Best design of a spreadsheet for layering of four different projects into one projection timeline

Shane Connolly's Profile

I am in the process of building an Excel spreadsheet to project cash flow for four distinct projects that will make up one cash flow projection. The product to be delivered for each project is the same, but the number of units of product delivered to each project each week and the total number of units delivered to each project will differ.

Each project has a different start-date (as yet unknown) and the units of product need to be ordered with a six-week lead time. Each project has a different duration. When projects occur simulaneously we will need to smooth production as best as possible to keep deliveries to each project steady.

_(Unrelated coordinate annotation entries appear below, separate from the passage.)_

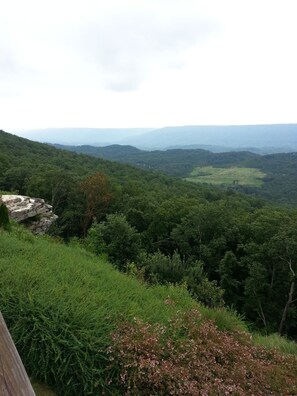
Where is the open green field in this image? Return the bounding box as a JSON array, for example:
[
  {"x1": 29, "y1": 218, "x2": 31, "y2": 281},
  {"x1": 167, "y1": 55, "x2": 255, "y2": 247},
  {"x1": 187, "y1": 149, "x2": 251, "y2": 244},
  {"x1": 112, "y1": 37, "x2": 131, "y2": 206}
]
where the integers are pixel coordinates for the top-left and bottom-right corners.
[{"x1": 185, "y1": 166, "x2": 266, "y2": 187}]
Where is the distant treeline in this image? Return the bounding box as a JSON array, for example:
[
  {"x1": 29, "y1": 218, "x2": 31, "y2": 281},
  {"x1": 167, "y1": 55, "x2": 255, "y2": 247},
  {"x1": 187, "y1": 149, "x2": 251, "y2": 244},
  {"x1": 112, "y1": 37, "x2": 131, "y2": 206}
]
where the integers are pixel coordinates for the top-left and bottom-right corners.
[
  {"x1": 0, "y1": 131, "x2": 297, "y2": 337},
  {"x1": 55, "y1": 145, "x2": 297, "y2": 205}
]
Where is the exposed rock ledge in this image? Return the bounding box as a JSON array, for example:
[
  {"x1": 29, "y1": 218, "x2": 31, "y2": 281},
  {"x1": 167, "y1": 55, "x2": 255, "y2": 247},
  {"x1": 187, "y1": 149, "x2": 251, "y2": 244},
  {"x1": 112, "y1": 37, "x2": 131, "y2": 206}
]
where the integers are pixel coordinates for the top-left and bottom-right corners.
[{"x1": 0, "y1": 195, "x2": 58, "y2": 234}]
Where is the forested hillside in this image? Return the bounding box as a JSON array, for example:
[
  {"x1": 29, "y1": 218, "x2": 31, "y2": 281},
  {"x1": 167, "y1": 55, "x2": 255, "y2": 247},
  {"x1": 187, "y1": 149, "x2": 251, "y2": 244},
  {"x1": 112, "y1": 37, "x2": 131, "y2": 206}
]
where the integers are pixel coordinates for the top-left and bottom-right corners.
[
  {"x1": 0, "y1": 128, "x2": 297, "y2": 337},
  {"x1": 56, "y1": 145, "x2": 297, "y2": 205},
  {"x1": 0, "y1": 226, "x2": 297, "y2": 396}
]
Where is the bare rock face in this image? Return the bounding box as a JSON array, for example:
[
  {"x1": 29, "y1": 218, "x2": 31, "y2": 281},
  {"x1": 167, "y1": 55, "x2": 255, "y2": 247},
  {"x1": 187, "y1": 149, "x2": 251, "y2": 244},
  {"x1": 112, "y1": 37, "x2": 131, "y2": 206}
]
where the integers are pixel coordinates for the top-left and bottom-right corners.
[{"x1": 0, "y1": 195, "x2": 58, "y2": 234}]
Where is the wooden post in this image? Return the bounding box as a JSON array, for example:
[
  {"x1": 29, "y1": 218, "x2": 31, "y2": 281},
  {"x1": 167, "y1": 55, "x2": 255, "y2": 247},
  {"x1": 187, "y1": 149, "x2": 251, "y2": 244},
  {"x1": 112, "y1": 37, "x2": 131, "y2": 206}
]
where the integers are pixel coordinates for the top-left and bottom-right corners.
[{"x1": 0, "y1": 313, "x2": 35, "y2": 396}]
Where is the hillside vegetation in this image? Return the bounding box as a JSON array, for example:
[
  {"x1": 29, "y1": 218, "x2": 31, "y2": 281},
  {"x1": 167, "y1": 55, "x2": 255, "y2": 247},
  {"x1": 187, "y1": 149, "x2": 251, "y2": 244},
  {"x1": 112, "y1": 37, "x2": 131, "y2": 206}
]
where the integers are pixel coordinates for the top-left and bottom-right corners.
[
  {"x1": 185, "y1": 166, "x2": 265, "y2": 187},
  {"x1": 0, "y1": 226, "x2": 297, "y2": 396},
  {"x1": 56, "y1": 145, "x2": 297, "y2": 205},
  {"x1": 0, "y1": 132, "x2": 297, "y2": 338}
]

Has anyone designed a similar spreadsheet who might have some helpful hints on how to optimally design this, or a good formula or two that you found particularly helpful? Do I build four different projections and then aggregate them or is there a better way to do this, perhaps by arranging everything in a lookup-table format? 

I'm just hoping to get some ideas from anyone who might have taken on this sort of project in the past, to see ways in which I might approach it.

Answers

Mark Von Der Linn's Profile

You could do this using a database approach with pivot table reporting, but that gets a bit advanced. The simplest approach is probably to build a template that accommodates all projects. Make 5 copies. Use one of them to consolidate values from the other 4. Keeping them all identical in terms of rows/columns makes building/managing much easier and more reliable. Look into Consolidate function (Data menu in Excel 2007). Keeping them identical is easier if you use multi-tab-editing (select all tabs when adding a row, for example). Using Range names for things will also help with keeping your formulas tidy and accurate.